The CONNETQUOT Central School District reported that a multi-stakeholder committee has been working through the school year to develop guidance for artificial-intelligence use in classrooms and staff instruction.
Assistant Superintendent for Curriculum and Instruction Christina Poppe said the district convened an internal AI committee with representation from "all levels and from all stakeholders within the district." The committee concluded its work this year and recommended steps that will inform a district AI policy. Poppe said the committee proposed a "controlled flow of information" so teachers can learn platforms before students use them.
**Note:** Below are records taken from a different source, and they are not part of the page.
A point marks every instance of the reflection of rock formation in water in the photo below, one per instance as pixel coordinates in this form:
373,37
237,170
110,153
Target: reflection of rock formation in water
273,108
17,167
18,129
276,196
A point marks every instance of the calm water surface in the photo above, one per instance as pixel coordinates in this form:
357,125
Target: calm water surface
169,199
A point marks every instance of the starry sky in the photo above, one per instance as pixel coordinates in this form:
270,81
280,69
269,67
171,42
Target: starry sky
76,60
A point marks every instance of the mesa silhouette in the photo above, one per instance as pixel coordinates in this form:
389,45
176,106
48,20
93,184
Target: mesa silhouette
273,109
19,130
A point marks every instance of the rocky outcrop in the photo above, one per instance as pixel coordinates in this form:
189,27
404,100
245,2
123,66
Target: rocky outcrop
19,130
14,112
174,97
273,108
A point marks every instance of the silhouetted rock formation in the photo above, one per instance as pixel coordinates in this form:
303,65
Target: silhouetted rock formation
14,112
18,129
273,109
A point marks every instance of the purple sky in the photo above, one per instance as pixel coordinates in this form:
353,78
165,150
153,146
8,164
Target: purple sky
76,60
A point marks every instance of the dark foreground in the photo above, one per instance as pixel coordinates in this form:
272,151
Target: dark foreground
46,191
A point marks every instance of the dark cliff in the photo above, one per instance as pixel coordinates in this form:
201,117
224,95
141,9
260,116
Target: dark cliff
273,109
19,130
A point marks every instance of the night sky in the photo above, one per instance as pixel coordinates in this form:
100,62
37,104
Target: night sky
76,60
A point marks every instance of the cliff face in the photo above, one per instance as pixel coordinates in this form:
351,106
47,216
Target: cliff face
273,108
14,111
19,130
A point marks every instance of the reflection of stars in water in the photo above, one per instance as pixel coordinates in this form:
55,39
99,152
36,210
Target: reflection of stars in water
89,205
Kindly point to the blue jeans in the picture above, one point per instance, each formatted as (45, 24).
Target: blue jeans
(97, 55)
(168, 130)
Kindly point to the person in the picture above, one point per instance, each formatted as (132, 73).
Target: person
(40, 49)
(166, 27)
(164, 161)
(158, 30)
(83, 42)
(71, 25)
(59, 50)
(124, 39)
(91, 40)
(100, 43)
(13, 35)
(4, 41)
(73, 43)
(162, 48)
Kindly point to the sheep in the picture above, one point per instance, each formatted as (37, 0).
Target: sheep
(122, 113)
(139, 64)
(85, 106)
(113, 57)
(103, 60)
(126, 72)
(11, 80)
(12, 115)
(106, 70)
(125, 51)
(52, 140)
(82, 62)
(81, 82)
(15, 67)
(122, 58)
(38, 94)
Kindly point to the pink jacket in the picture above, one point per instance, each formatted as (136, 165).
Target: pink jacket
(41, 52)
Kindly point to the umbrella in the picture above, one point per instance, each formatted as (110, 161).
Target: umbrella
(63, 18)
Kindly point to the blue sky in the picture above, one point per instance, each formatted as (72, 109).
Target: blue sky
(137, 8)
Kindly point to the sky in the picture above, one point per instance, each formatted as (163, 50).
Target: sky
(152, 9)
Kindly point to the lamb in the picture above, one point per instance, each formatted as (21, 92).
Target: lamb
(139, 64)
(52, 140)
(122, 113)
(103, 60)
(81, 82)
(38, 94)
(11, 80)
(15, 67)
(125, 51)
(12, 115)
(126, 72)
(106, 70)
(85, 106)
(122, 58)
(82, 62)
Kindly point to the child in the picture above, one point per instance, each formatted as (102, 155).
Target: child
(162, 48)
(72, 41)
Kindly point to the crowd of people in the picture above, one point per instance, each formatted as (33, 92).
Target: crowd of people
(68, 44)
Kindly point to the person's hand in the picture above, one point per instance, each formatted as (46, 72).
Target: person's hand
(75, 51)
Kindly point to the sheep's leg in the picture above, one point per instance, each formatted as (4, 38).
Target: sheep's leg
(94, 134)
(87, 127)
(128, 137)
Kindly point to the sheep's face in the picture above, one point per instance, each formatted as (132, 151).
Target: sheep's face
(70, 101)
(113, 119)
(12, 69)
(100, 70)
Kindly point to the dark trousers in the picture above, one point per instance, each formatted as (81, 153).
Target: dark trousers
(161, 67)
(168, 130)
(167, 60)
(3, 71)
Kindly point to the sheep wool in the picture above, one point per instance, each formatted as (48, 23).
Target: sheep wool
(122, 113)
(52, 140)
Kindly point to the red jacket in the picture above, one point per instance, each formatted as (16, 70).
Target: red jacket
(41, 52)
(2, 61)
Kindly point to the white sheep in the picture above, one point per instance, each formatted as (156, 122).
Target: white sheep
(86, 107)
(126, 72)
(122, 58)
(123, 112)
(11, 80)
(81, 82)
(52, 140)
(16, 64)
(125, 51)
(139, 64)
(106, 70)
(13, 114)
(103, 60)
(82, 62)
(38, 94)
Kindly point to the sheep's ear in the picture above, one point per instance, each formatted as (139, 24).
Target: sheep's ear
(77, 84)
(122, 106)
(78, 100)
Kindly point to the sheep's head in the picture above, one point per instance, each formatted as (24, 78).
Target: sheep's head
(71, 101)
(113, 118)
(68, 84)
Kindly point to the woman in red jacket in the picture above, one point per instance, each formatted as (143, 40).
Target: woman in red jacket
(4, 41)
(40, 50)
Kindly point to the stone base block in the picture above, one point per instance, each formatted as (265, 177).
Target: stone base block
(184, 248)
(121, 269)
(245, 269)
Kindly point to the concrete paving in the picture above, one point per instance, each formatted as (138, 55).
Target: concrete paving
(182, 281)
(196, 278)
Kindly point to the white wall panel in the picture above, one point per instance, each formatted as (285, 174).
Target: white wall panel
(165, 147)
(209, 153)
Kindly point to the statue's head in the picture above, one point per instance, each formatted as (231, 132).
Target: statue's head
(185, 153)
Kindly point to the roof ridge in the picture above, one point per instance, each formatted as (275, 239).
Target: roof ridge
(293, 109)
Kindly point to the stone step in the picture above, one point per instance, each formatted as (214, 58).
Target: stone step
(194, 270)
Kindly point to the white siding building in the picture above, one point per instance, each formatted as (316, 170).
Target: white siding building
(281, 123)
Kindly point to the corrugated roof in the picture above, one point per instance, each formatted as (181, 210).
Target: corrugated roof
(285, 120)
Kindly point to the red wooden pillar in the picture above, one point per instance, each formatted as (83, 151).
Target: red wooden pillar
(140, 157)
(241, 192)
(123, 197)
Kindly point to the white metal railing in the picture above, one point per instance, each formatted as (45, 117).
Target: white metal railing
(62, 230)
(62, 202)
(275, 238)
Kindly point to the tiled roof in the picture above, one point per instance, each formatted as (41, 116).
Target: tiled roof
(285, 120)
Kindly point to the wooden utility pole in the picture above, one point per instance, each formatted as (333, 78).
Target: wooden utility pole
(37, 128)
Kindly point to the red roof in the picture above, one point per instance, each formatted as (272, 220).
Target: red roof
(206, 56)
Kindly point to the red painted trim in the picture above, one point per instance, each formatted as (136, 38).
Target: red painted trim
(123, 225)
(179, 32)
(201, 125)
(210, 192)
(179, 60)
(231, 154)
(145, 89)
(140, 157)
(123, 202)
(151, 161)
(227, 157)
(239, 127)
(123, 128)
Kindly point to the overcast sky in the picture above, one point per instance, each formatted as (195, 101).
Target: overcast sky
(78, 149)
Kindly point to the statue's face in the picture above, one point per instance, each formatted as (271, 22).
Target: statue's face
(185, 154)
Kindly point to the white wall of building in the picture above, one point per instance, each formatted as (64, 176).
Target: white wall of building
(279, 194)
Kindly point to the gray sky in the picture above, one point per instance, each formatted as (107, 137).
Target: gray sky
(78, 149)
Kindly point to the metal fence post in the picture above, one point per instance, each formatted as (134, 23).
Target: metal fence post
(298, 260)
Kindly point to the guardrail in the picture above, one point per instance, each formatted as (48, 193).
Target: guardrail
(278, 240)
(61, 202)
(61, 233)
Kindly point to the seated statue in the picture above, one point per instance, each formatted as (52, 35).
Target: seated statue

Administration noted two AI platforms currently being piloted for instructional use and training. The district emphasized compliance with education privacy law (Ed. Law 2-d) when onboarding third-party services and said large public-facing engines such as ChatGPT are not permitted on campus systems because they are not Ed. Law 2-d compliant.
Superintendent Dr. Centimore and Dr. Joanne Pisani described AI instruction as part of broader digital-citizenship work and mental-health monitoring. Dr. Pisani said the district intends to provide professional development so teachers can "turnkey" tools to students when appropriate. The board suggested inviting the districts IT lead to a future meeting to present the committees work and next steps.
No board action was recorded; administration said the committees recommendations will inform draft policy and professional-development plans for next school year.